Poland’s foreign advisor, Krzysztof Szczerski, said a deal on Britain’s renegotiated terms of EU membership will only be achieved if the 600,000 Poles currently residing in Britain are allowed to retain access to benefits.
“We cannot accept retrospective legislation,” he said. “Those that are in the system and part of the system cannot have their rights taken away.”
Poland has accepted the principle of a minimum four-year emergency brake on work benefits, but their refusal to accept a cut in benefits that applies to Poles already working in the UK shows how tough negotiations have been and how a deal might have a limited impact on migration, reported the Guardian.
Szczerski also said that his government, led by the rightwing Law and Justice party, was prepared to accept that new Polish child benefit claimants working in the UK should not be able to claim benefits at UK rates for its children still in Poland, as long as issues of indexation were resolved.

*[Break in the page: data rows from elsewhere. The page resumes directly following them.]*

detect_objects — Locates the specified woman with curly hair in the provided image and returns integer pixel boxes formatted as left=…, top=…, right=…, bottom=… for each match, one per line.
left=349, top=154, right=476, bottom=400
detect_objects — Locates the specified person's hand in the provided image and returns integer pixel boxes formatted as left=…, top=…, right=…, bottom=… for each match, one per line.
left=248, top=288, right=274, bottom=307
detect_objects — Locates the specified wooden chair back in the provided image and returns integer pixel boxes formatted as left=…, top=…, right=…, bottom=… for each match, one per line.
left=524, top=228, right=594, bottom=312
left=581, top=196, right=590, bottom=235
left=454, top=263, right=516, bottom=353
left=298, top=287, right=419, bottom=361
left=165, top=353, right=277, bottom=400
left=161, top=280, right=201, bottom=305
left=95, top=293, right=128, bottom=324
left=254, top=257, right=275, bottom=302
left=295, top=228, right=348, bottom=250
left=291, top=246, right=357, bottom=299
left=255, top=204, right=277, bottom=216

As reported by The Guardian, the talks in Brussels may well focus on whether the so-called British emergency brake temporarily depriving EU migrants of access to in-work benefits is seen as an effective way of controlling migration in to the UK.
“The Polish people in this country are not benefit seekers,” said Szczerski. “Nearly 93% of Poles are either studying or working so they are contributing rather than benefiting from the system. We have to protect the rights of those already in the system.”